Store any leftovers covered in the refrigerator for 3-4 days.
- Pan size: An 8x4-inch loaf pan is the perfect size for this recipe.
- Salt: The added salt is based on the low sodium vegetable broth and the coconut aminos from Trader Joe's (which is sweet rather than salty). Adjust the salt to taste according to your broth and coconut aminos (soy sauce or tamari). Use less if your aminos and broth are salty already. You can always mix in more salt if needed.
- Gluten-Free: Use gluten-free bread crumbs for a GF lentil loaf.

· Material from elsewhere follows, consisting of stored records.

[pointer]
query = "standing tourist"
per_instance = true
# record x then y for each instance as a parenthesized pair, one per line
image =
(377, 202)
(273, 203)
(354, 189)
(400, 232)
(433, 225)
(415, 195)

- Cooking lentils: Be sure to cook down the liquid all the way. Any excess moisture can cause a mushy lentil loaf.
- Mashing the lentils: Don’t over-mash the lentils. You want some chunks for texture.
- To prepare the pan: Lay a sheet of parchment paper across the bottom and over the sides of the loaf pan. The lentil loaf can easily be removed from the pan by lifting it out with the side flaps.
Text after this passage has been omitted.